Entity Attribute Value (EAV) explained

Object like products, categories, customers and thier adresses are stored in database differently than other data. On example of products we have possibility to define a lot of product attribute sets that use different attribbutes for different types of products. This basically represent "how to handle object inheritance in object relational mapping" problem.

EAV (Entity Attribute Value) implemented in Magento is improvement of concept of storing every attribute in it's separate table. For optimized database schema one of the solutions to inheritance problem is to store main entity information in one table, and then all optional attributes would be stored in dedicated tables.

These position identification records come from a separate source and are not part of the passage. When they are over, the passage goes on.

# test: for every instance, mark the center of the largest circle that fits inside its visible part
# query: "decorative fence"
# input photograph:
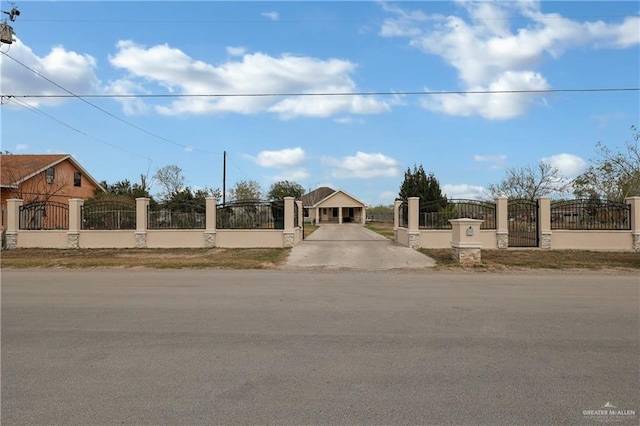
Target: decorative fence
(436, 214)
(251, 215)
(44, 215)
(108, 215)
(184, 216)
(590, 215)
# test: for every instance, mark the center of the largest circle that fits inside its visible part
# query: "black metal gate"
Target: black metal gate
(523, 223)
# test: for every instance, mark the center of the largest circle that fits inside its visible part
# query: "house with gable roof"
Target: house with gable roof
(326, 205)
(54, 178)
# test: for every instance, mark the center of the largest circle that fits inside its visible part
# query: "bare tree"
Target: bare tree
(170, 179)
(246, 190)
(615, 175)
(531, 182)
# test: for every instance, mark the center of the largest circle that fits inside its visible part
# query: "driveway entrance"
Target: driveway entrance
(352, 246)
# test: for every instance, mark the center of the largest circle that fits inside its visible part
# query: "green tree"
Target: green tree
(530, 182)
(246, 190)
(284, 188)
(615, 175)
(418, 184)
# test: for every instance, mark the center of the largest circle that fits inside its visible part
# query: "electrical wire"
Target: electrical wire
(57, 120)
(73, 95)
(375, 93)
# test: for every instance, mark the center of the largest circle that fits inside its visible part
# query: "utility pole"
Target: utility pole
(224, 177)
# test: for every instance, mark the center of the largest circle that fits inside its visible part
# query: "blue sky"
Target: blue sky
(376, 55)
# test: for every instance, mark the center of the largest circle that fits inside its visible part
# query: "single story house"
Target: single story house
(326, 205)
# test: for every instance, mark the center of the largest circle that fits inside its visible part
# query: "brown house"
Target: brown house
(54, 178)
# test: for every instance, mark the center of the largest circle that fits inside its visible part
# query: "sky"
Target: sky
(345, 94)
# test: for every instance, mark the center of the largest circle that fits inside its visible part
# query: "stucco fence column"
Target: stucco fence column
(211, 210)
(142, 207)
(13, 222)
(635, 222)
(396, 218)
(414, 222)
(75, 222)
(465, 247)
(544, 222)
(289, 231)
(502, 222)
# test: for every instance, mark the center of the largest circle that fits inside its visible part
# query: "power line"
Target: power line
(374, 93)
(80, 97)
(44, 114)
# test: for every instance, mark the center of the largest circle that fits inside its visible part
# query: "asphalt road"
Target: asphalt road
(352, 246)
(240, 347)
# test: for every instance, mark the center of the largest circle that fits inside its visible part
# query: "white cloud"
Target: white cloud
(255, 73)
(495, 161)
(236, 51)
(284, 158)
(362, 165)
(491, 56)
(464, 191)
(274, 16)
(71, 70)
(569, 165)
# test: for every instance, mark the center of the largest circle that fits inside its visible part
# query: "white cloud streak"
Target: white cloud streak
(490, 56)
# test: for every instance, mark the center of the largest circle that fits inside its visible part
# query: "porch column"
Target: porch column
(544, 222)
(635, 222)
(13, 222)
(142, 207)
(75, 222)
(210, 221)
(502, 222)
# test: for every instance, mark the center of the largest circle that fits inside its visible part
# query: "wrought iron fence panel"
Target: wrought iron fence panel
(251, 215)
(168, 219)
(523, 222)
(590, 214)
(435, 215)
(109, 215)
(184, 215)
(44, 215)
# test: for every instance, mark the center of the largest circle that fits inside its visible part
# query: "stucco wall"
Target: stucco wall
(239, 238)
(591, 240)
(106, 239)
(37, 239)
(435, 238)
(171, 238)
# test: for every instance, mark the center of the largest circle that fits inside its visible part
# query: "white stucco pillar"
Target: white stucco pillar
(211, 210)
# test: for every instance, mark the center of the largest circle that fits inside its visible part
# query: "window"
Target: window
(50, 174)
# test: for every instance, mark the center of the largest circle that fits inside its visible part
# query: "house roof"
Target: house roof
(15, 169)
(314, 197)
(321, 194)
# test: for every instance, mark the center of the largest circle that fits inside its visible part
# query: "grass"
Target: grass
(513, 259)
(527, 259)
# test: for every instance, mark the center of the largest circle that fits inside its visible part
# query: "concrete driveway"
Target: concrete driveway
(352, 246)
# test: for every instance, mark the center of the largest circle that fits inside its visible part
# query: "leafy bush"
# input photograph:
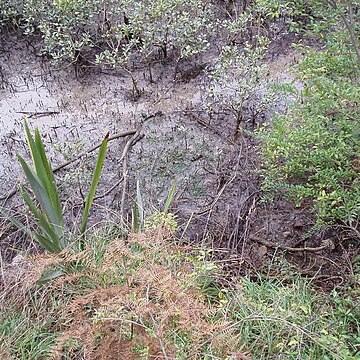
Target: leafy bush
(313, 151)
(238, 82)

Since in PHP and Magento we deal with only few types of basic scalar data types we have only few tables - one for every simple scalar type we will be using.

More over EAV not only solved problem of how to implement ingeritnace in object relational mapping it also allows for easily translating given attribute values for different store scopes.

Product tables

Based on product tables we can see main product entry in table catalog_product_entity.

Table name Description
entity_id Entity unique internal ID
attribute_set_id Indicated available attributes by assigned attribute set
type_id Indicated internal product type
sku Unqiue human friendly ID
has_options some important information ;)
required_options some important information ;)
created_at Entity creation time
updated_at Entity update time (should be tracked by application and updated even if this record is not changed)

Apart of few special cases all attribute value tables have following strucutre.

Table Name Description
value_id Internal value ID and primary key
attribute_id Attribute ID
store_id Store IO for this value (0 for default scope)
entity_id Entity internal ID
value Atrribute value for given attribute in given scope

Usually there are a lot of LEFT JOIN operations in EAV queries - using LEFT JOIN allows us to fetch entities with thier optional attributes. Here is basic query example.

SELECT e.id, a1.value AS description
FROM catalog_product_entity e
LEFT JOIN catalog_product_entity_varchar a1
  ON (e.entity_id = a1.entity_id
      AND a1.attribute_id = 123)

As mentioned above EAV also provides data structure for translations and scoped values with option to inherit values from main scope. This is achived by store_id column in value tables. For default scope store_id is equal to 0 this allows us to query for values with two different store_id - 0 and current store. If current store value does not exists it means that default value should be used.

SELECT e.entity_id,
       IF(s1.value_id IS NULL, d1.value, s1.value) AS num
FROM catalog_product_entity e
LEFT JOIN catalog_product_entity_int s1
  ON (e.entity_id = s1.entity_id
      AND s1.attribute_id = 123
      AND s1.store_id = 2)
LEFT JOIN catalog_product_entity_int d1
  ON (e.entity_id = d1.entity_id
      AND d1.attribute_id = 123
      AND d1.store_id = 0)

Profiling database queries

Magento2 comes with database profiler build in we just have to follow oficial configuration steps to enable it.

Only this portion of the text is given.